Le juge peut-il moduler les pénalités de retard et jusqu’à quel point ? Dans un précédent billet, nous vous invitions à faire le point avec nous sur cette vaste question.

Il avait été en particulier souligné que, si le juge dispose bien d’un pouvoir de modération des pénalités excessives – et, réciproquement, d’augmentation des pénalités dérisoires –, ce pouvoir ne saurait se traduire par la sanction automatique et mathématique de pénalités excédant un certain seuil bien déterminé de pourcentage de marché.

Entendons par là que bien que le seuil de 25% du montant du marché soit régulièrement retenu par les juges comme raisonnable, ce seuil ne peut en aucun cas être regardé comme établi. Des pénalités peuvent très bien être raisonnables et excéder ce seuil, comme elles peuvent être déraisonnables même en deçà de ce seuil (voir notre billet pour plus de précisions).

Cette absence de systématicité avait déjà été illustrée par la cour administrative d’appel de Bordeaux (pénalités de 80% du montant du marché jugées raisonnables « eu égard aux souffrances de l’acheteur »), et est à nouveau illustrée par le juge administratif d’appel nantais, cette fois !

Plus qu’illustrée, l’absence de corrélation est affirmée haut et fort par la juridiction qui statue que :

« La seule circonstance relevée par la société [requérante] que les pénalités de retard appliquées représentent 42 % du montant hors taxes du marché, soit 35 % de son montant TTC, ne suffit pas à établir leur caractère manifestement excessif. Par suite, il n’y a pas lieu de moduler à la baisse ces pénalités comme le demande la société requérante ».

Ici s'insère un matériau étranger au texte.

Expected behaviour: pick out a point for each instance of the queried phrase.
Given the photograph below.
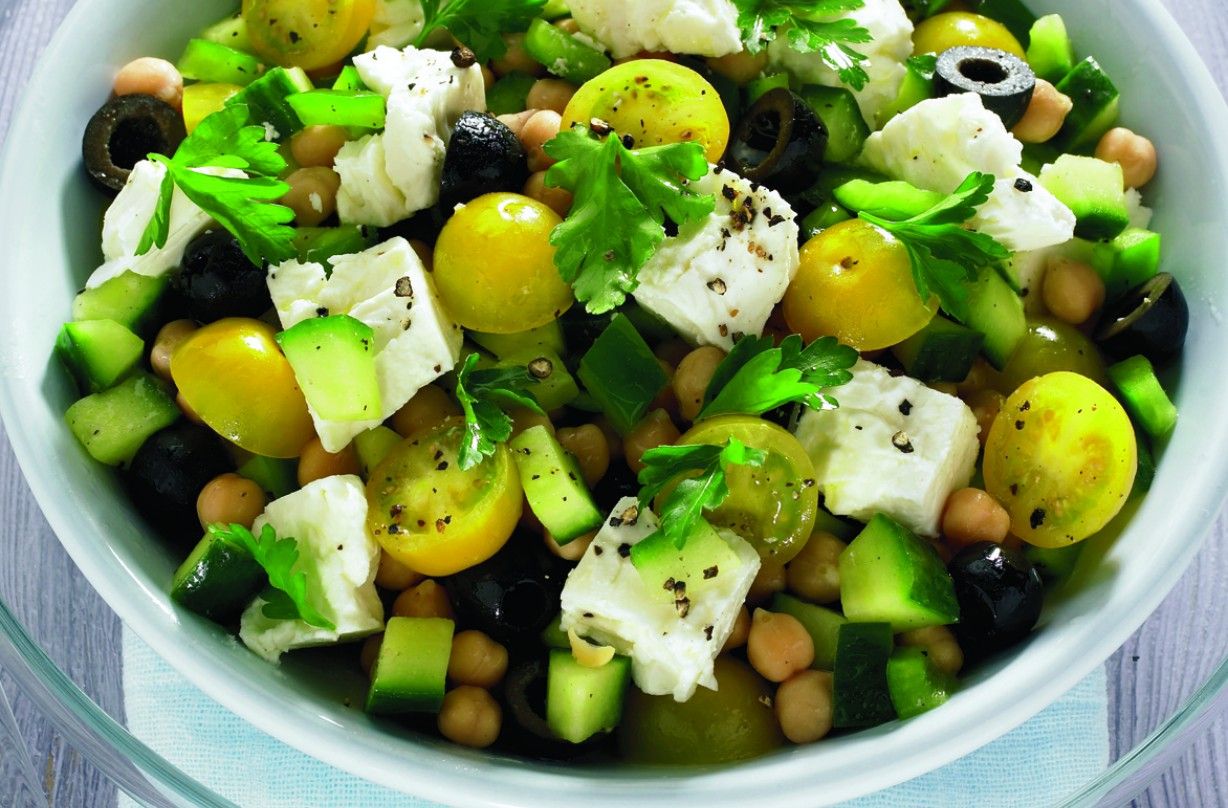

On ne saurait être plus clair : le « seuil » de 25% n’en est définitivement pas un ! Le caractère manifestement excessif d’une pénalité sera apprécié in concreto, eu égard à l’argumentation rapportée de la partie qui s’en plaint :

« Il lui appartient de fournir aux juges tous éléments, relatifs notamment aux pratiques observées pour des marchés comparables ou aux caractéristiques particulières du marché en litige, de nature à établir dans quelle mesure ces pénalités présentent selon lui un caractère manifestement excessif ».